Plus, I think that the popularity of "enhanced interrogation" techniques has plummeted outside of the extreme right and FOX News pundits, and I think Obama could really make it difficult for the Republicans to oppose his policies in retaliation for war crimes investigations and trials by using his great talents as a communicator to make clear to the American people that war crimes trials are one thing that truly are beyond politics, unlike all the other things that this claim gets made about.

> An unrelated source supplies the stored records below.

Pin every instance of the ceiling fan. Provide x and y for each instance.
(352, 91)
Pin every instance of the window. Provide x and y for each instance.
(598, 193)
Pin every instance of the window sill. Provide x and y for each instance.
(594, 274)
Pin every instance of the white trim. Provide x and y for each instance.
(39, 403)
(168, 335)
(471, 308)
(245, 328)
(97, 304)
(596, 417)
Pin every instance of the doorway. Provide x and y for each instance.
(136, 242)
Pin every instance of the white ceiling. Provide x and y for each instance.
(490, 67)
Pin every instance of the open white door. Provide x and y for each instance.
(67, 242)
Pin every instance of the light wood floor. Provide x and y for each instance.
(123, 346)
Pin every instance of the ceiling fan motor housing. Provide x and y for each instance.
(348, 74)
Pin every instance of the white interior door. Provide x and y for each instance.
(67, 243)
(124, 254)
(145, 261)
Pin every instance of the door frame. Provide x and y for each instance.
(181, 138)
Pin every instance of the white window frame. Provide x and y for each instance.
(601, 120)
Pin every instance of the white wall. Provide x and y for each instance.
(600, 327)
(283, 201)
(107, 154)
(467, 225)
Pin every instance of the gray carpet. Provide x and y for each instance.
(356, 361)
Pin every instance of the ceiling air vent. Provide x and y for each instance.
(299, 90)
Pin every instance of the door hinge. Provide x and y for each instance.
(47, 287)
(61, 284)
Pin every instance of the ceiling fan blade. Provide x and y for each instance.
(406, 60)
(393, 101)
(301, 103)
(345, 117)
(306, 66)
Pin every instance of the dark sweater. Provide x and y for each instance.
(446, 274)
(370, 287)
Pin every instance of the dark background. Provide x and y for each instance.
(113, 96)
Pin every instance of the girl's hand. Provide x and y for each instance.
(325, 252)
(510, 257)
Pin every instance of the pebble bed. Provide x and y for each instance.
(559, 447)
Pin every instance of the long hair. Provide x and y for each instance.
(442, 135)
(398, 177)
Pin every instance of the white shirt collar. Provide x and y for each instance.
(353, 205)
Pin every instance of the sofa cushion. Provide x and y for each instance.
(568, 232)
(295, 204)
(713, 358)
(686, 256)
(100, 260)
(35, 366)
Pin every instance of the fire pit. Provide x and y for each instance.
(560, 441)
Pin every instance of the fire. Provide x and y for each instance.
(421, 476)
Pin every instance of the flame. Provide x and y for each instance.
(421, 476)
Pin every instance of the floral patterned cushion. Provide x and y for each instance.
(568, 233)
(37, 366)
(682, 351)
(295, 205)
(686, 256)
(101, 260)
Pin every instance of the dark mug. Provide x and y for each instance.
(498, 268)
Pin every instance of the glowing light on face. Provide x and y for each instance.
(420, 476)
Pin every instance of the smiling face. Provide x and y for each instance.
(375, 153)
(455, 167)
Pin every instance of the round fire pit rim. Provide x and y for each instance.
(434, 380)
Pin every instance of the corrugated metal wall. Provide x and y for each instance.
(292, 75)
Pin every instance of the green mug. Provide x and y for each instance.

But look at what the nation gains for the risk Obama takes: a break with and an utter repudiation of the foreign policy of the Bush regime that even Obama's own election cannot completely make, including Abu Ghraib, extraordinary rendition, Gitmo, the invasion of Iraq, the "axis of evil" speech, US failure to respect the Geneva Conventions and International Law, the whole "enemy combatants" farce, and disrespecting habeus. Bush's foreign policy would become an aberration, his acts once and for all judged illegal and thus unrepeatable, a corrupt regime acting outside its authority and thus illegitimate. Without investigations and trials, the US can say what it wants and Obama can do everything else in his power to mitigate and repudiate Bush's policies, but everything Bush did will remain legitimate acts of the US government that are only a change in the direction of the political wind away from happening again.

But by forever rejecting the Bush legacy the US can regain its moral standing, it can prove to the rest of the world that it holds itself and its own leaders to as high a standard as it holds other nations, that it corrects its own mistakes, and that no President, past or future, is above the law to act as he or she will without consequence. The leverage the US will gain to accomplish its foreign policy goals and the prestige the US will gain by actually living up to its ideals and rhetoric will be of great enough benefit to the nation and the Obama administration that, on balance, they are worth the political risk of initiating war crimes trials and investigations.

And that's not factoring in the simple moral imperative that it is immoral and wrong to let the people who abused our collective power, trust, and goodwill to do the things the Bush regime did in our name go unpunished. Bush once again insisted in his farewell speech that, though it "makes some uncomfortable" when he talks about it, that there is good and evil in the world. While Bush himself may not be an evil man, he presided over an evil regime and it is up to the rest of us, as Americans, to show the rest of the world that we do not take kindly to evil done in our name.

So, in the end, while I am sympathetic to the argument that going after Bush and his regime for war crimes won't help us deal with our current problems, I think this calculation is wrong. I think, in the end, that the US will be better off for investigating and prosecuting those who have committed such crimes, and we will find that though there may be some cost in the short-term, the benefits far outweigh those costs in the end.